Cook: 1 Hour 20 Mins

Cooking Time

Serves: 6

Cooking Time

Price: 7p per serving

Nutritional Information

Each 15g serving contains

Energy
105kj
25kcal
1%
Fat
0g
Low
0%
Saturates
0g
Low
0%
Sugars
5.7g
Med
6%
Salt
0.08g
Low
1%
of your reference intake.
Typical energy values per 100g:
700kj/167kcal

Ingredients

850g cooking apples, peeled and cored cut into small pieces

1 red onion, chopped

400g fresh cranberries

250g sultanas

1 orange, zest and juice of

400g granulated sugar

2 level tsp ground ginger

2 level tsp ground cinnamon

500ml distilled malt vinegar (or white wine vinegar)

2 level tsp salt

Method

1
Please note, this recipe makes 6 jars of chutney. The nutritional information refers to a teaspoonful.
2
Pre-heat the oven to 140C/120C Fan/Gas 2.
3
Sterilize 4-6 jars (depending on size) by washing in hot soapy water, then rinsing well. Shake out any excess water and put in the oven on their sides. Turn off the oven, leaving the jars in it for 30 minutes.

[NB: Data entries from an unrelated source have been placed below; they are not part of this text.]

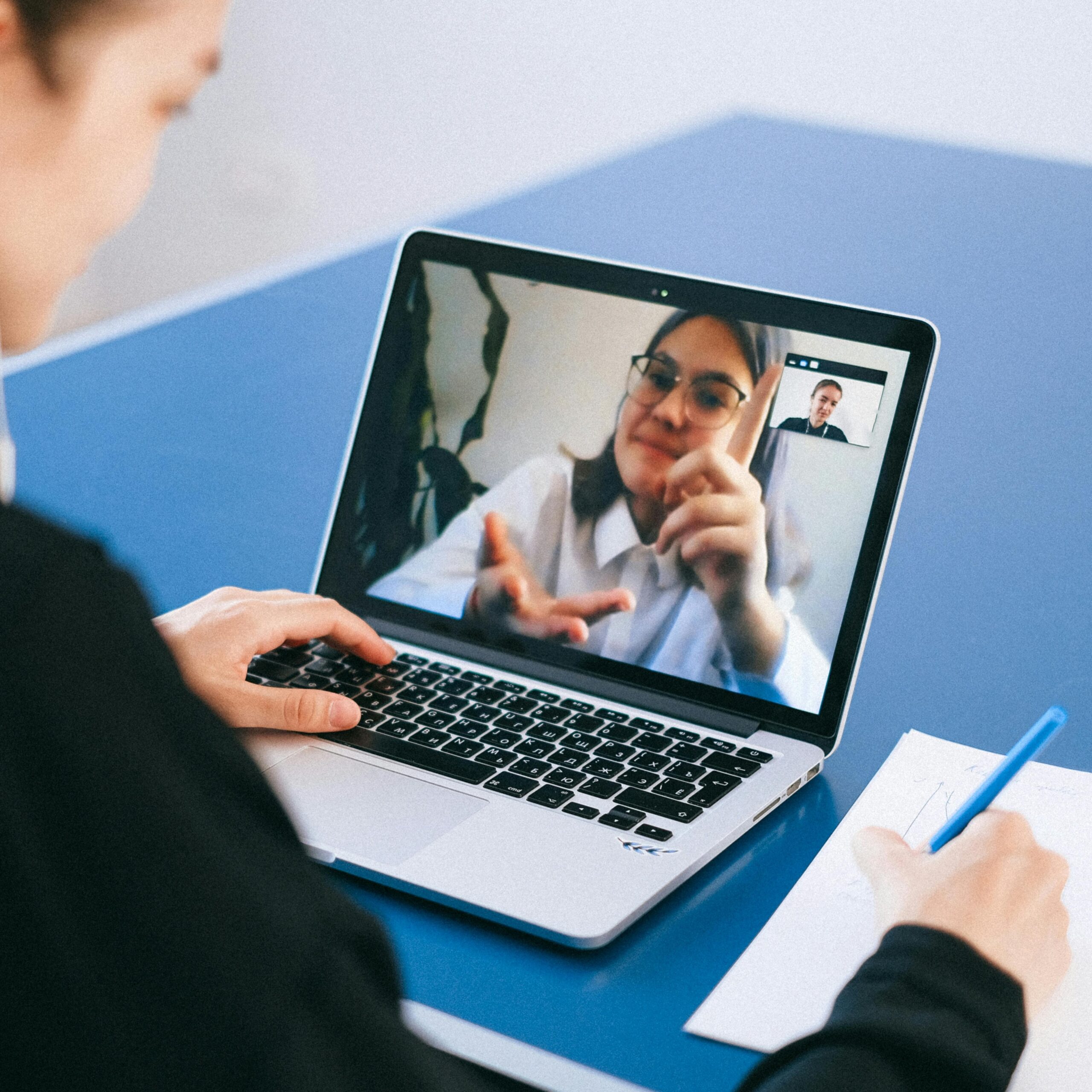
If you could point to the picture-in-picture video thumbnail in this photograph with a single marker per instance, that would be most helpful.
(828, 400)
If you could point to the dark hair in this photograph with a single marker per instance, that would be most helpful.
(44, 21)
(598, 484)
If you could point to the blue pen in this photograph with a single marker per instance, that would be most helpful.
(1038, 736)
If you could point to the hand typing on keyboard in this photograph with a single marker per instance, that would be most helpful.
(215, 639)
(507, 593)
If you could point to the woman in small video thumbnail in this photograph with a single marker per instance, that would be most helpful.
(668, 549)
(825, 400)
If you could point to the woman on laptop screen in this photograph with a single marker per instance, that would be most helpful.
(670, 549)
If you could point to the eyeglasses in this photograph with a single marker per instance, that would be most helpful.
(709, 402)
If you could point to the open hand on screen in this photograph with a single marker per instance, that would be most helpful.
(716, 515)
(507, 593)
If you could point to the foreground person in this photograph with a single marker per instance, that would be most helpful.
(162, 926)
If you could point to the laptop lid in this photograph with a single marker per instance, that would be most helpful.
(592, 408)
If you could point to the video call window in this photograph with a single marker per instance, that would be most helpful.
(519, 453)
(828, 400)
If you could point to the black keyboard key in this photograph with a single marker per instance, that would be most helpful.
(673, 790)
(407, 709)
(486, 695)
(580, 810)
(646, 761)
(512, 722)
(383, 685)
(369, 700)
(658, 805)
(496, 757)
(457, 687)
(567, 779)
(531, 768)
(356, 676)
(518, 705)
(600, 788)
(731, 764)
(465, 748)
(619, 733)
(423, 677)
(656, 834)
(684, 734)
(553, 713)
(398, 729)
(581, 742)
(325, 668)
(470, 729)
(639, 779)
(577, 707)
(753, 755)
(478, 677)
(549, 732)
(549, 796)
(650, 741)
(601, 768)
(537, 748)
(268, 670)
(430, 738)
(543, 696)
(584, 723)
(709, 794)
(616, 753)
(483, 713)
(307, 682)
(687, 752)
(724, 748)
(393, 670)
(423, 758)
(572, 761)
(421, 695)
(434, 719)
(510, 784)
(685, 771)
(448, 705)
(498, 738)
(349, 691)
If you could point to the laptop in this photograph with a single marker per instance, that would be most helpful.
(626, 531)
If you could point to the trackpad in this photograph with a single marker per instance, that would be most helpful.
(361, 810)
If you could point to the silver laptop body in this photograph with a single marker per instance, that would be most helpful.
(566, 857)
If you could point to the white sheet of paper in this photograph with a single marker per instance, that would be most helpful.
(784, 984)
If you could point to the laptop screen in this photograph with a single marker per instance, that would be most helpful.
(676, 491)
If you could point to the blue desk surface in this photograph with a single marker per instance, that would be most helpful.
(205, 450)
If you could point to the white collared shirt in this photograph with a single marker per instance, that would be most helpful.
(673, 628)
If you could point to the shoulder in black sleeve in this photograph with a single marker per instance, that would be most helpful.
(926, 1013)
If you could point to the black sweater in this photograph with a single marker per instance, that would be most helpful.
(161, 927)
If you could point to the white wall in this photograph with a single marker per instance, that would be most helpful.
(350, 119)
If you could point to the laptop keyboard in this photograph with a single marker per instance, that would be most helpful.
(508, 735)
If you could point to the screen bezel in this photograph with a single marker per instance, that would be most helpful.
(683, 697)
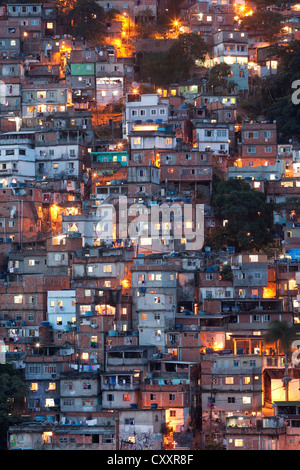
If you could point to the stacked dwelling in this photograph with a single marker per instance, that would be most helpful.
(130, 331)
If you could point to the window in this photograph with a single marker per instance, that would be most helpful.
(238, 442)
(18, 299)
(34, 369)
(34, 387)
(129, 421)
(246, 400)
(50, 369)
(229, 380)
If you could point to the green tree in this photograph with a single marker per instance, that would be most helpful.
(13, 391)
(219, 77)
(268, 21)
(282, 333)
(273, 96)
(87, 19)
(174, 65)
(249, 217)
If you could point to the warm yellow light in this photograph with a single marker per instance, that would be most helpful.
(218, 346)
(125, 283)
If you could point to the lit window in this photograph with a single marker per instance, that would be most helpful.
(18, 299)
(228, 380)
(238, 442)
(246, 400)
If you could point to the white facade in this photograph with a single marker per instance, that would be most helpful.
(109, 89)
(52, 161)
(61, 308)
(94, 229)
(213, 138)
(17, 164)
(146, 107)
(153, 141)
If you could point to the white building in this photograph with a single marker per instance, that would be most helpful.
(93, 228)
(17, 158)
(145, 108)
(61, 308)
(212, 136)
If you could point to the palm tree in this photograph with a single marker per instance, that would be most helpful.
(283, 334)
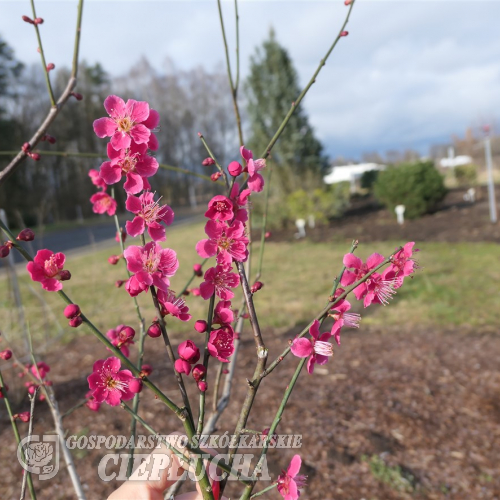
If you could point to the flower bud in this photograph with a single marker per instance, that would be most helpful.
(154, 330)
(199, 372)
(201, 326)
(182, 366)
(64, 275)
(146, 370)
(189, 352)
(26, 235)
(234, 168)
(207, 162)
(113, 260)
(71, 311)
(75, 322)
(135, 385)
(5, 355)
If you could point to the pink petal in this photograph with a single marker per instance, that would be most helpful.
(104, 127)
(135, 227)
(302, 347)
(115, 106)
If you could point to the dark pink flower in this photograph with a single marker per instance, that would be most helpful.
(359, 269)
(150, 214)
(47, 268)
(128, 122)
(121, 337)
(289, 481)
(152, 265)
(223, 314)
(169, 304)
(103, 203)
(219, 280)
(220, 208)
(221, 343)
(134, 163)
(96, 179)
(108, 383)
(255, 180)
(343, 318)
(188, 351)
(228, 242)
(317, 347)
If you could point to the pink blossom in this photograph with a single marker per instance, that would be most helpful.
(221, 343)
(343, 318)
(108, 383)
(133, 163)
(223, 314)
(128, 122)
(47, 268)
(103, 203)
(96, 179)
(169, 304)
(150, 214)
(228, 242)
(220, 208)
(219, 280)
(255, 180)
(240, 202)
(121, 337)
(152, 265)
(359, 271)
(317, 347)
(290, 482)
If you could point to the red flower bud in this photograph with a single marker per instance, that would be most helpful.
(75, 322)
(135, 385)
(235, 168)
(5, 355)
(64, 275)
(71, 311)
(199, 372)
(207, 162)
(26, 235)
(154, 330)
(201, 326)
(113, 260)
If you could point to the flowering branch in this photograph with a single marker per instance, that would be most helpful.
(54, 110)
(13, 423)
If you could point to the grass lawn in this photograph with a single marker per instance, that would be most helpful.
(457, 284)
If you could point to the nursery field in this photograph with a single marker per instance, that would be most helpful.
(407, 408)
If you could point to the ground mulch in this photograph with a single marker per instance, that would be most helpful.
(425, 401)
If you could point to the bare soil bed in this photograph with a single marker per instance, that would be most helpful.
(426, 401)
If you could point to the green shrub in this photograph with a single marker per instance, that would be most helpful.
(466, 175)
(418, 186)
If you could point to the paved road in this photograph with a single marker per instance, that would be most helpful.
(81, 238)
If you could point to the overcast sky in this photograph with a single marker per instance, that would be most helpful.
(408, 75)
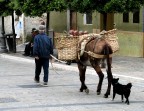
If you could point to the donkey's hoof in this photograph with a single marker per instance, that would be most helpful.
(98, 93)
(81, 90)
(106, 96)
(87, 91)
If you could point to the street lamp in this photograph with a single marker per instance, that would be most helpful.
(3, 47)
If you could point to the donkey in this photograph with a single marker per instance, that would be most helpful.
(95, 50)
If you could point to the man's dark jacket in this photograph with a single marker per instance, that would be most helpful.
(42, 46)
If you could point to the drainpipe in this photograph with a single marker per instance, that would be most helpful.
(143, 29)
(68, 20)
(23, 28)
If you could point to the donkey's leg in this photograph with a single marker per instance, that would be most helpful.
(82, 70)
(109, 76)
(97, 68)
(103, 64)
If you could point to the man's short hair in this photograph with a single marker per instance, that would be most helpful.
(42, 28)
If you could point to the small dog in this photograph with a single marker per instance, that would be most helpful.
(123, 90)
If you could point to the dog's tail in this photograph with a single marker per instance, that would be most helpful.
(129, 85)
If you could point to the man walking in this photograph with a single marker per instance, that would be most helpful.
(41, 51)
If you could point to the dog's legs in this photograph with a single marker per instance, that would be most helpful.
(127, 101)
(122, 98)
(114, 95)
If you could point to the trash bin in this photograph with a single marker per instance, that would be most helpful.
(51, 35)
(10, 43)
(9, 38)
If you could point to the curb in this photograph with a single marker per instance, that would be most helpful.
(65, 67)
(53, 65)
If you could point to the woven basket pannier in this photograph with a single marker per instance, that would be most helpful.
(112, 39)
(67, 47)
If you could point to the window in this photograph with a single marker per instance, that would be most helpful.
(126, 17)
(88, 18)
(136, 17)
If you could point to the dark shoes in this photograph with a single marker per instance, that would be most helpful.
(37, 81)
(44, 84)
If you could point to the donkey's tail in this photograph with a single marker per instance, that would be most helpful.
(108, 51)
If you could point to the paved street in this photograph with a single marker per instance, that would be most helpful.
(19, 92)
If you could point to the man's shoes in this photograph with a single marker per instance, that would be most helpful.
(44, 84)
(37, 81)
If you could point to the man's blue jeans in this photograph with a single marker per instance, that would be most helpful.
(42, 62)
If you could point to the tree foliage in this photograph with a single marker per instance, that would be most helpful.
(37, 8)
(105, 6)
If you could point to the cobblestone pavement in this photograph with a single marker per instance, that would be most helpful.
(19, 92)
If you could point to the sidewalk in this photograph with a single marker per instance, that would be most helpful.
(18, 91)
(128, 67)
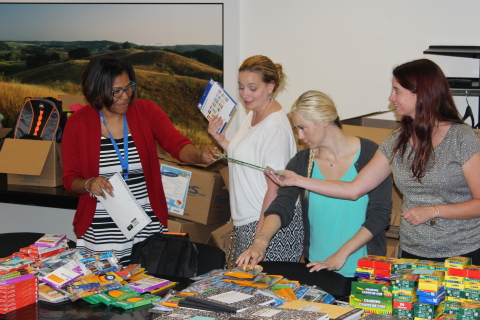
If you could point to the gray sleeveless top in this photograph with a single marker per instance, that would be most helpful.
(444, 183)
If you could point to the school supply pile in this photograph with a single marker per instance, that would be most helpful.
(50, 272)
(249, 293)
(412, 288)
(17, 291)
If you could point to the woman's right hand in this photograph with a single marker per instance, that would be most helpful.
(213, 126)
(98, 186)
(254, 254)
(288, 179)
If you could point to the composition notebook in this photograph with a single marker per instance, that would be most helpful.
(216, 101)
(124, 209)
(224, 299)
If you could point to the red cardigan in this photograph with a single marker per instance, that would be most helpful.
(81, 154)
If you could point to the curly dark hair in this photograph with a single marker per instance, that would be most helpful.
(98, 77)
(434, 104)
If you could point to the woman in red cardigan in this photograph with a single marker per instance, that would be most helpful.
(117, 133)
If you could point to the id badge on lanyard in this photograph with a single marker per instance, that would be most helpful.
(124, 159)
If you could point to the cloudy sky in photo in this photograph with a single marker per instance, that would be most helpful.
(142, 24)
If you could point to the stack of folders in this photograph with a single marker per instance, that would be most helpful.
(18, 292)
(252, 313)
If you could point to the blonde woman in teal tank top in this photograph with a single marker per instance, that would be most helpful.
(354, 230)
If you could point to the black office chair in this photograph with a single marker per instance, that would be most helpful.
(12, 241)
(329, 281)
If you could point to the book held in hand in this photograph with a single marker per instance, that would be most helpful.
(124, 209)
(215, 101)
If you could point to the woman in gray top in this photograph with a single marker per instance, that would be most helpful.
(435, 160)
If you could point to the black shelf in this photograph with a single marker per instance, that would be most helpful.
(455, 51)
(463, 52)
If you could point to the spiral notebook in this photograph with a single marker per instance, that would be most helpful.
(124, 210)
(215, 101)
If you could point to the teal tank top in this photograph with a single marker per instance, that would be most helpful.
(335, 221)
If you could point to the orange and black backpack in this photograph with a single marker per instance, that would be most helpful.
(40, 119)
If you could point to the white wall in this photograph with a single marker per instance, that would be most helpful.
(348, 48)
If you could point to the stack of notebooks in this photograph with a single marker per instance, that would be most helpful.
(252, 313)
(228, 303)
(224, 299)
(17, 292)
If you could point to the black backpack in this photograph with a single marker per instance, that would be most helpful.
(40, 119)
(166, 254)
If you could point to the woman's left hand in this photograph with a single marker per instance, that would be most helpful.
(333, 263)
(209, 154)
(419, 215)
(289, 178)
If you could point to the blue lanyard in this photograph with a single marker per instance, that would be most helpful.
(124, 159)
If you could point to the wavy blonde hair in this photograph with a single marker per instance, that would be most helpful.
(316, 106)
(270, 71)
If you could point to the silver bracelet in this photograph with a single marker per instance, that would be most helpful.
(86, 188)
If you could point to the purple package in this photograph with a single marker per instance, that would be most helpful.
(50, 240)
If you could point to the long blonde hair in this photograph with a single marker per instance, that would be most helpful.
(316, 106)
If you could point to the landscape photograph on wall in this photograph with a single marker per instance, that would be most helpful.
(175, 50)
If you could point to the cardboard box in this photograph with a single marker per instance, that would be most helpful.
(392, 248)
(31, 162)
(197, 232)
(207, 200)
(221, 236)
(4, 132)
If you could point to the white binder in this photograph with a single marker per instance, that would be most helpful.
(124, 210)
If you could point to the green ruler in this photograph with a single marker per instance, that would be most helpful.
(249, 164)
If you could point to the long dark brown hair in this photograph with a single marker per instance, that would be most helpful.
(98, 78)
(434, 104)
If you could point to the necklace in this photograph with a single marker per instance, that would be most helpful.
(330, 162)
(257, 115)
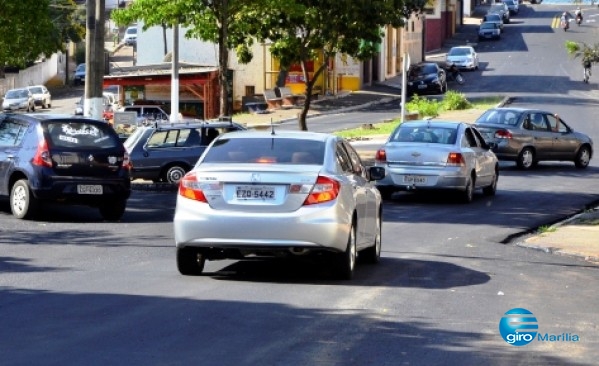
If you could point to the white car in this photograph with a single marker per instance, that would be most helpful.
(41, 96)
(464, 57)
(18, 100)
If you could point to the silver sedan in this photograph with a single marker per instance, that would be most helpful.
(438, 155)
(528, 136)
(271, 193)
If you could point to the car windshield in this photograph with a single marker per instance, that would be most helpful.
(81, 135)
(499, 116)
(429, 134)
(265, 150)
(12, 94)
(459, 52)
(424, 70)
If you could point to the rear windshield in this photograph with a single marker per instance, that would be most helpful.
(266, 150)
(499, 116)
(81, 135)
(433, 135)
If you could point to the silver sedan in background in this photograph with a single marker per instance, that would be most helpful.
(528, 136)
(437, 155)
(271, 193)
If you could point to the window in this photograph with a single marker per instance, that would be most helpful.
(11, 133)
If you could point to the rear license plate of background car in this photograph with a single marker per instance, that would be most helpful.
(414, 179)
(89, 189)
(255, 192)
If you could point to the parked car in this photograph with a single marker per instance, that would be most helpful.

Wash the lids and pat dry with kitchen paper.
4
Put all the ingredients in a very large pan and cook over a medium heat, stirring gently all time, until the sugar has completely dissolved.
5
Boil steadily, stirring often, until thick and pulpy – about an hour. Set aside for 20 minutes.
6
Put in the jars and seal with the lids. When cold, add labels and a ribbon.